Revenue from service related activities including hire charges are recognised in accordance with the terms of the agreement upon rendering of such services.

Commission income is recognised as per contracts / receipt of credit notes.

Dividend income is recognised when the right to receive dividend is established.

Interest income is recognised on time proportion basis.

Revenue is recognised when there is reasonable certainty of its realisation.

1.10 Foreign Currency Transactions:

Foreign currency transactions are recorded at the exchange rates prevailing on the date of transaction. The net gain or loss on account of exchange differences arising on settlement of foreign currency transactions and / or restatements are dealt with in the Statement of Profit and Loss as income or expenses of the period in which they arise.

Monetary assets and liabilities denominated in foreign currencies at the Balance Sheet date are reported using the rate prevailing as on that date. The resultant exchange differences are recognised in the Statement of Profit and Loss.

In respect of the Forward Exchange contracts with underlying transaction, the premium or discount arising at the inception of such contracts are recognised as expenses or income over the life of the contract.

1.11 Government Grant:

Grants and Subsidies from the Government are recognized when there is a reasonable assurance that (i) the company will comply with the conditions attached to them, and (ii) the grant/subsidy will be received.

Government Grants related to revenue are recognised on a systematic basis in the Statement of Profit and Loss over the periods necessary to match them with the related costs, which they are intended to compensate. If not related to a specific expenditure, it is taken as income.

1.12 Investments:

Investments which are readily realisable and intended to be held for not more than one year from the date on which such investments are made are classified as current investments. All other investments are classified as long term investments.

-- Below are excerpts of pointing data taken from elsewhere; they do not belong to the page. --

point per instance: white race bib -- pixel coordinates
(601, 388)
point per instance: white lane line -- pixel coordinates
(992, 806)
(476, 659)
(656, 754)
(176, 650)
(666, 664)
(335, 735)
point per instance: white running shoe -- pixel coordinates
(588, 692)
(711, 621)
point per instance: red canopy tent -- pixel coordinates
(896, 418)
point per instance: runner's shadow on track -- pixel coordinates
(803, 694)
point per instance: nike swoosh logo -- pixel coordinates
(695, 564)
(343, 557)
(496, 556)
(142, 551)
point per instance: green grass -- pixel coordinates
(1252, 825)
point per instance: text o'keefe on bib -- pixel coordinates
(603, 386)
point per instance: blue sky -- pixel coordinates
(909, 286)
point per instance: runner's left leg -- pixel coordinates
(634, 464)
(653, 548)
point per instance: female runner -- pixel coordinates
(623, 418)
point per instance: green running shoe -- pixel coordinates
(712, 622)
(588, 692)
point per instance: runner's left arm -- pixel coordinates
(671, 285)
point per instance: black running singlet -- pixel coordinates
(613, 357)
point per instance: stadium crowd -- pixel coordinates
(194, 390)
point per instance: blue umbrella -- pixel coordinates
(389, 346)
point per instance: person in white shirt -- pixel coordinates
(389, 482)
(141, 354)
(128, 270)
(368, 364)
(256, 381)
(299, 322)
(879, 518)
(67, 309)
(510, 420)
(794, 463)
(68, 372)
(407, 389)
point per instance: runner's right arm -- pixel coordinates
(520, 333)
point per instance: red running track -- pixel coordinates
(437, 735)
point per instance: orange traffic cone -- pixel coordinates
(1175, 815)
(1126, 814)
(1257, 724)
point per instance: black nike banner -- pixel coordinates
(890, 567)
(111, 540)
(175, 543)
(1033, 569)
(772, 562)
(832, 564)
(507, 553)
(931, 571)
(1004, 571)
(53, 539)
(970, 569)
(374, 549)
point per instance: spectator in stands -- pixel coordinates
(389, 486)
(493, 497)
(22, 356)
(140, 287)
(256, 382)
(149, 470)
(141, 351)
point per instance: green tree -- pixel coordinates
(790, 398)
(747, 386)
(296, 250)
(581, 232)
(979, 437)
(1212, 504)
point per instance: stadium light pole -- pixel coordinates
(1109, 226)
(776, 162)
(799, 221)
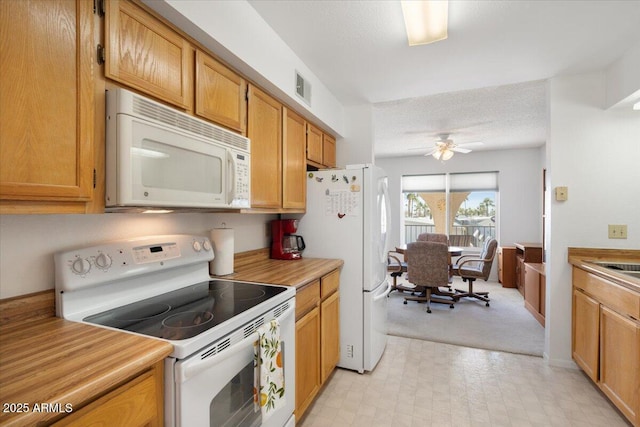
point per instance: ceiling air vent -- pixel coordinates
(303, 89)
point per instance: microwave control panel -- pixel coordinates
(242, 196)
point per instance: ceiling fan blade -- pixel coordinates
(461, 150)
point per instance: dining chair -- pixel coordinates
(471, 267)
(428, 269)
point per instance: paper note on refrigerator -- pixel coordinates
(341, 203)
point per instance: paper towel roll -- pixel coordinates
(222, 241)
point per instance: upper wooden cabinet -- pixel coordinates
(145, 54)
(220, 94)
(264, 128)
(294, 166)
(46, 106)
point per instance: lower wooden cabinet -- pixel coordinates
(507, 266)
(585, 346)
(317, 337)
(620, 362)
(137, 403)
(535, 290)
(606, 339)
(307, 360)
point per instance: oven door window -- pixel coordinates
(217, 390)
(233, 405)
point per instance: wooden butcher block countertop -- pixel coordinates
(54, 361)
(256, 266)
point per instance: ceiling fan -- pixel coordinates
(445, 148)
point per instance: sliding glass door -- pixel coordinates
(462, 205)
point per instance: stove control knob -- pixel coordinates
(81, 266)
(103, 261)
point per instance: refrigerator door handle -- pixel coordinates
(384, 294)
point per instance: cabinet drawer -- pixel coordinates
(307, 298)
(330, 283)
(619, 298)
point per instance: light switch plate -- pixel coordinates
(562, 194)
(617, 231)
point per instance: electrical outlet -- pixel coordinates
(617, 231)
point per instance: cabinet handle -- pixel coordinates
(100, 54)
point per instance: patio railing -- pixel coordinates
(471, 237)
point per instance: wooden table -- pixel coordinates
(453, 250)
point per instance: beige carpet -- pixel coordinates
(504, 326)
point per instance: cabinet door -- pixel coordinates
(329, 334)
(145, 54)
(620, 362)
(328, 151)
(532, 288)
(294, 165)
(586, 326)
(307, 360)
(265, 131)
(314, 144)
(47, 104)
(520, 275)
(220, 94)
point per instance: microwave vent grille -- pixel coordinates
(175, 118)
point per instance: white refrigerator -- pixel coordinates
(347, 218)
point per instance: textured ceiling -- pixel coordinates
(485, 82)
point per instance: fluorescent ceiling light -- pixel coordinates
(425, 20)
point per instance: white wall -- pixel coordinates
(520, 188)
(29, 241)
(357, 145)
(596, 154)
(623, 79)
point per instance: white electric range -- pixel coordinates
(159, 287)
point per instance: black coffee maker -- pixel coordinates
(286, 244)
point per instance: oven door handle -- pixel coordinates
(195, 366)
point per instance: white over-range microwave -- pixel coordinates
(159, 157)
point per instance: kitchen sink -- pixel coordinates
(629, 268)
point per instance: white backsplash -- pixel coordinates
(28, 242)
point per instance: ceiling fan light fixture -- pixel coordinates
(425, 20)
(443, 154)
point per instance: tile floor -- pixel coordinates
(422, 383)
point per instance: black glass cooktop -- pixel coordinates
(186, 312)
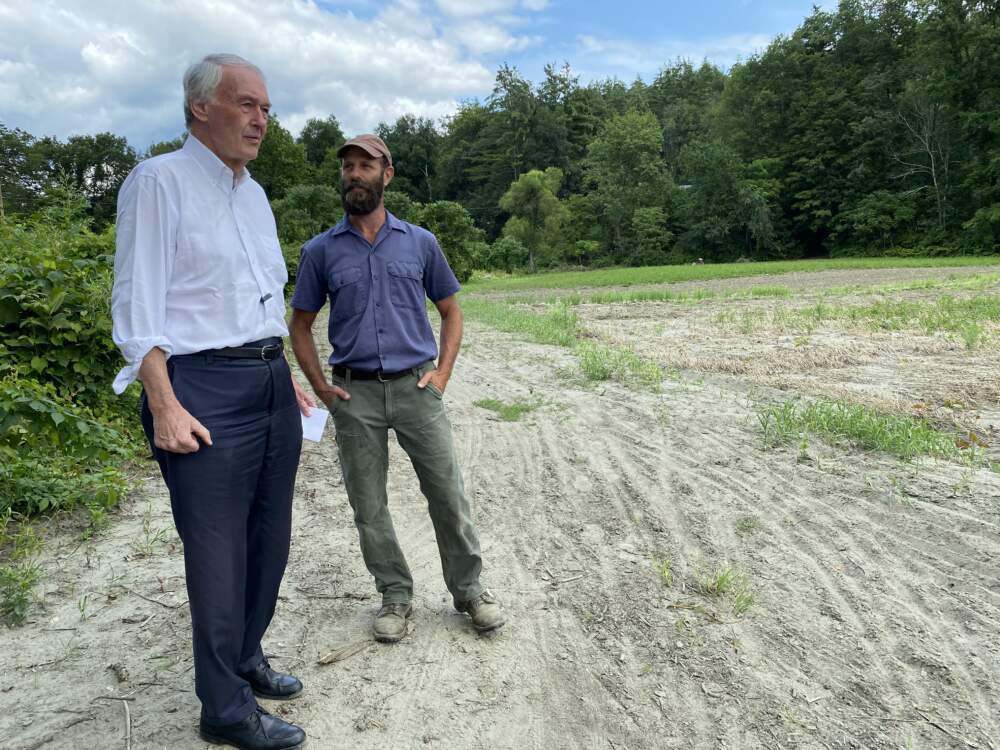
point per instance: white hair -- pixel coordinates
(202, 79)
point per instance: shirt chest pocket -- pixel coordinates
(406, 284)
(348, 293)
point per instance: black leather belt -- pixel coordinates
(266, 353)
(380, 375)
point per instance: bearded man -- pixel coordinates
(376, 271)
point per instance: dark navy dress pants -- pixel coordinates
(232, 505)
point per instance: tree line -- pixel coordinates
(872, 129)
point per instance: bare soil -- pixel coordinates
(875, 620)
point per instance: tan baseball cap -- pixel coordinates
(370, 144)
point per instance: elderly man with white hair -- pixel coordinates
(199, 314)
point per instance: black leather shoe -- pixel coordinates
(266, 683)
(258, 731)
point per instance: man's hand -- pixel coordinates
(175, 430)
(328, 393)
(438, 377)
(304, 400)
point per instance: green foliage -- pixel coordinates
(707, 271)
(627, 170)
(536, 213)
(281, 162)
(305, 211)
(56, 454)
(652, 239)
(507, 412)
(413, 142)
(19, 571)
(60, 429)
(320, 136)
(600, 362)
(506, 254)
(455, 232)
(55, 288)
(902, 436)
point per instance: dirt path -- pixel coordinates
(874, 622)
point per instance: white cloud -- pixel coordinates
(78, 66)
(627, 58)
(488, 38)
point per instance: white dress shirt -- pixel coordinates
(197, 261)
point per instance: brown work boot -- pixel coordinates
(390, 622)
(485, 612)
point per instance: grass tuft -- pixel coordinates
(898, 435)
(507, 412)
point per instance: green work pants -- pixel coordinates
(418, 417)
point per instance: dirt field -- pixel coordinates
(870, 597)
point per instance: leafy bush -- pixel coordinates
(55, 454)
(455, 232)
(55, 290)
(62, 431)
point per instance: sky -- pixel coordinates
(71, 67)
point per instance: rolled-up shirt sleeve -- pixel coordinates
(145, 245)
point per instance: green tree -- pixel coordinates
(23, 174)
(456, 233)
(95, 166)
(305, 211)
(281, 162)
(536, 213)
(318, 136)
(652, 239)
(626, 168)
(413, 142)
(165, 147)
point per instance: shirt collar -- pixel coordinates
(344, 225)
(217, 171)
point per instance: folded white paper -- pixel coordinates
(312, 426)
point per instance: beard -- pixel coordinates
(360, 198)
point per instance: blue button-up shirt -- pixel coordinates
(378, 318)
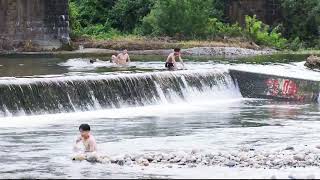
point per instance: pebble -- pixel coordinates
(299, 157)
(289, 148)
(287, 157)
(230, 164)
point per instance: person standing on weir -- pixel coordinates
(171, 63)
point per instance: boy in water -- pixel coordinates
(171, 63)
(87, 139)
(122, 58)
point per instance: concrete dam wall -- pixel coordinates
(33, 24)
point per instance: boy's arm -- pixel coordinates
(92, 145)
(180, 59)
(78, 140)
(168, 58)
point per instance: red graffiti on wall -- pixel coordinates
(283, 88)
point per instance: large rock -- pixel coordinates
(313, 62)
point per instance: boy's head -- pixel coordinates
(176, 51)
(84, 130)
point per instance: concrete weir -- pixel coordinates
(258, 85)
(33, 24)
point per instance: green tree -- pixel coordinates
(178, 18)
(127, 14)
(302, 20)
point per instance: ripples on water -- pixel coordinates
(41, 145)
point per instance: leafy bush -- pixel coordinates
(100, 31)
(260, 33)
(216, 28)
(128, 14)
(295, 44)
(178, 18)
(301, 18)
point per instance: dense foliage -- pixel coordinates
(194, 19)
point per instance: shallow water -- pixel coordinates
(214, 120)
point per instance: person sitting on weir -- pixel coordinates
(171, 63)
(122, 58)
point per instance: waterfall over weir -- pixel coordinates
(32, 96)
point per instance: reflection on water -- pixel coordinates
(44, 151)
(41, 146)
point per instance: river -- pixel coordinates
(141, 109)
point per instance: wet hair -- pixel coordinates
(177, 50)
(84, 127)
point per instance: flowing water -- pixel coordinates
(142, 108)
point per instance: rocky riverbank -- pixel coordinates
(198, 51)
(247, 157)
(209, 51)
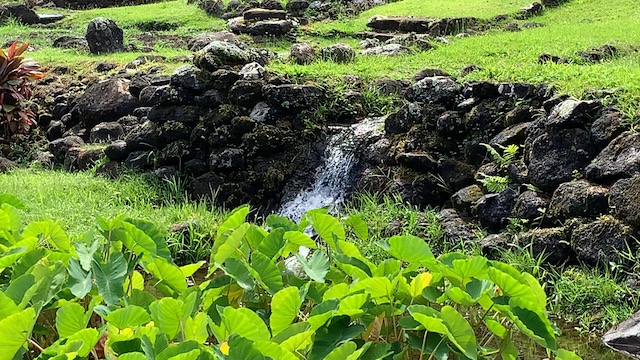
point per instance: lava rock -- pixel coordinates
(339, 53)
(105, 101)
(530, 205)
(555, 157)
(104, 132)
(438, 89)
(579, 199)
(218, 54)
(303, 54)
(550, 244)
(624, 197)
(620, 159)
(104, 36)
(602, 241)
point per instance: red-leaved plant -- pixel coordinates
(15, 74)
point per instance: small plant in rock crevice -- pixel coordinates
(16, 72)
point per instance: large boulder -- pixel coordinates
(104, 36)
(437, 89)
(602, 241)
(556, 157)
(624, 197)
(620, 159)
(105, 101)
(579, 199)
(219, 54)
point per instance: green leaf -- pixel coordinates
(195, 328)
(332, 335)
(70, 319)
(328, 227)
(168, 273)
(563, 354)
(128, 317)
(273, 244)
(12, 200)
(285, 306)
(459, 328)
(410, 249)
(239, 271)
(15, 329)
(317, 267)
(359, 226)
(167, 315)
(110, 277)
(342, 351)
(79, 281)
(50, 232)
(245, 323)
(268, 274)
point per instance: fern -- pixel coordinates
(494, 184)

Long term Investments are carried individually at cost, less provision for diminution, other than temporary, in the value of such investments. Cost of investments includes expenses directly incurred on acquisition of investments.

Current investments are carried individually at lower of cost and fair value.

1.13 Employee Benefits: Short-term Benefits

These are recognised as an expense at the undiscounted amount in the Statement of Profit and Loss of the period in which the related services are rendered. Short term compensated absences are provided for based on actuarial valuation in accordance with Company''s rules.

Post Employment Benefits

Company''s contribution for the period paid/ payable to defined contribution retirement benefit schemes are charged to

the Statement of Profit and Loss.

Company''s liability towards defined benefit plans viz. gratuity is determined using the Projected Unit Credit Method as per the valuation carried out at the Balance Sheet date.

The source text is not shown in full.